|Home | About | Journals | Submit | Contact Us | Français|
Fear conditioning is a frequently used paradigm for assessing learning and memory in rodents. Traditionally researchers have relied upon scoring of fear related behavior by human observation, which can be difficult and subjective and thus vary among investigators. The goal of this study was to evaluate the ability of EthoVision tracking software (Noldus Information Technology, Inc.) to reliably and accurately score fear related behavior in mice. Specifically, we were interested in its ability to accurately track mice and score immobility as a fear related behavior during contextual and cued fear conditioning. Contextual and cued fear conditioning were performed in modified PhenoTyper chambers (Noldus Information Technology, Inc.) fitted with grid floors to deliver a scrambled foot shock. Our results demonstrate that we have identified parameters in EthoVision that can accurately track mice and be used for automated scoring of immobility that is nearly identical to scoring by human observation. Together, EthoVision software and the modified PhenoTyper chambers provide an excellent system for the reliable and accurate measurement of fear related behavior in a high-throughput manner.
Contextual and Cued fear conditioning are Pavlovian or classical conditioning tasks in which an animal learns the relationship between an aversive event and external stimuli that predict the aversive event. Fear conditioning is widely used to investigate the neurobiology of learning and memory at the molecular, cellular, system, and behavioral level (reviewed in Maren and Quirk, 2004). Our goal was to examine the ability of EthoVision software to accurately track and measure immobility in mice subjected to contextual and cued fear conditioning.

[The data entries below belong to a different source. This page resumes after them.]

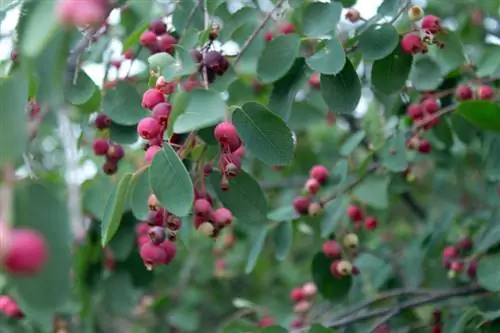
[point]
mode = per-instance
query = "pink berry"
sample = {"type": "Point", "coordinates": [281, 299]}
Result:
{"type": "Point", "coordinates": [150, 153]}
{"type": "Point", "coordinates": [148, 128]}
{"type": "Point", "coordinates": [27, 253]}
{"type": "Point", "coordinates": [464, 93]}
{"type": "Point", "coordinates": [332, 249]}
{"type": "Point", "coordinates": [431, 24]}
{"type": "Point", "coordinates": [100, 146]}
{"type": "Point", "coordinates": [151, 98]}
{"type": "Point", "coordinates": [301, 205]}
{"type": "Point", "coordinates": [412, 44]}
{"type": "Point", "coordinates": [354, 213]}
{"type": "Point", "coordinates": [148, 39]}
{"type": "Point", "coordinates": [320, 173]}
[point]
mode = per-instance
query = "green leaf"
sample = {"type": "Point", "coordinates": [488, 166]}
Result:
{"type": "Point", "coordinates": [264, 133]}
{"type": "Point", "coordinates": [257, 246]}
{"type": "Point", "coordinates": [277, 58]}
{"type": "Point", "coordinates": [393, 154]}
{"type": "Point", "coordinates": [115, 206]}
{"type": "Point", "coordinates": [13, 132]}
{"type": "Point", "coordinates": [36, 207]}
{"type": "Point", "coordinates": [123, 104]}
{"type": "Point", "coordinates": [283, 236]}
{"type": "Point", "coordinates": [285, 90]}
{"type": "Point", "coordinates": [40, 28]}
{"type": "Point", "coordinates": [390, 74]}
{"type": "Point", "coordinates": [328, 286]}
{"type": "Point", "coordinates": [452, 56]}
{"type": "Point", "coordinates": [330, 59]}
{"type": "Point", "coordinates": [482, 114]}
{"type": "Point", "coordinates": [319, 18]}
{"type": "Point", "coordinates": [378, 41]}
{"type": "Point", "coordinates": [203, 108]}
{"type": "Point", "coordinates": [488, 273]}
{"type": "Point", "coordinates": [342, 92]}
{"type": "Point", "coordinates": [82, 90]}
{"type": "Point", "coordinates": [245, 199]}
{"type": "Point", "coordinates": [425, 74]}
{"type": "Point", "coordinates": [333, 213]}
{"type": "Point", "coordinates": [373, 191]}
{"type": "Point", "coordinates": [352, 143]}
{"type": "Point", "coordinates": [171, 183]}
{"type": "Point", "coordinates": [139, 194]}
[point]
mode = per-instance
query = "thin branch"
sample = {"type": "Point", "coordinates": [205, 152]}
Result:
{"type": "Point", "coordinates": [250, 39]}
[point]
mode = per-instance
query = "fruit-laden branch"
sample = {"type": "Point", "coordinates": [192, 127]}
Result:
{"type": "Point", "coordinates": [392, 311]}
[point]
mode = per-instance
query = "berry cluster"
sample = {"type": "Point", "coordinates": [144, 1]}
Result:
{"type": "Point", "coordinates": [9, 308]}
{"type": "Point", "coordinates": [454, 258]}
{"type": "Point", "coordinates": [414, 42]}
{"type": "Point", "coordinates": [302, 297]}
{"type": "Point", "coordinates": [305, 204]}
{"type": "Point", "coordinates": [102, 146]}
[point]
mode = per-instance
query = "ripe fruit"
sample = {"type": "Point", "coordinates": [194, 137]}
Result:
{"type": "Point", "coordinates": [151, 98]}
{"type": "Point", "coordinates": [464, 93]}
{"type": "Point", "coordinates": [485, 92]}
{"type": "Point", "coordinates": [415, 13]}
{"type": "Point", "coordinates": [297, 295]}
{"type": "Point", "coordinates": [148, 128]}
{"type": "Point", "coordinates": [412, 44]}
{"type": "Point", "coordinates": [354, 213]}
{"type": "Point", "coordinates": [100, 146]}
{"type": "Point", "coordinates": [320, 173]}
{"type": "Point", "coordinates": [332, 249]}
{"type": "Point", "coordinates": [27, 253]}
{"type": "Point", "coordinates": [148, 39]}
{"type": "Point", "coordinates": [301, 205]}
{"type": "Point", "coordinates": [431, 24]}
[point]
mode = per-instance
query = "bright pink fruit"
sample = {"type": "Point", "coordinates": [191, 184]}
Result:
{"type": "Point", "coordinates": [27, 253]}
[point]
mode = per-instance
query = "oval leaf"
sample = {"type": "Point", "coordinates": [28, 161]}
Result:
{"type": "Point", "coordinates": [201, 108]}
{"type": "Point", "coordinates": [342, 92]}
{"type": "Point", "coordinates": [483, 114]}
{"type": "Point", "coordinates": [115, 206]}
{"type": "Point", "coordinates": [277, 58]}
{"type": "Point", "coordinates": [264, 133]}
{"type": "Point", "coordinates": [329, 60]}
{"type": "Point", "coordinates": [328, 286]}
{"type": "Point", "coordinates": [171, 183]}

Measuring fear related behavior by a human observer can be difficult, especially when attempting to analyze the behavior of multiple cages in large experiments. Human observers can also have subtle yet significant differences in their subjective measurements of fear related behavior. This variability can potentially mask important performance differences in fear conditioning. In addition, human observer scoring is highly time consuming, making it unsuitable for scientific endeavors that require high-throughput analysis. Finally, although human scoring is performed by blind observers, there are cases in which different groups can be easily identified (i.e. when comparing strains with different coat colors, drug treatments causing obvious changes in behavior, lesions, etc), which compromise the objectivity of human scoring. Because of the disadvantages of using human observers to score behavior, the popularity and number of automated scoring software packages has increased rapidly. Thus, several studies have focused on utilizing automated scoring software to measure fear related behavior in this paradigm. In this study we examined whether a hardware and software package (PhenoTyper chambers and EthoVision software; Noldus Information Technology, Inc.), that are commercially available and specifically designed to be operated together, could be used to measure fear related behavior. We found EthoVision was capable, when using a proper configuration, of excellent tracking quality, matched human scoring of fear related behavior, and that in combination with modified PhenoTyper chambers can be utilized for reliable and precise automated scoring of immobility in mice subject to contextual or cued fear conditioning. The exact values for each relevant identified parameter in measuring fear conditioning are reported here.
Male C57BL/6J mice bred in our animal facility from mice originally obtained from Jackson Laboratories were used in most experiments. Mice were 8-16 weeks old and had free access to food and water in their homecages. Lights were maintained on a 12:12 hour light/dark cycle, with all behavioral testing carried out during the light portion of the cycle. All experiments were conducted according to National Institutes of Health guidelines for animal care and use and were approved by the Institutional Animal Care and Use Committee of the University of California, Irvine.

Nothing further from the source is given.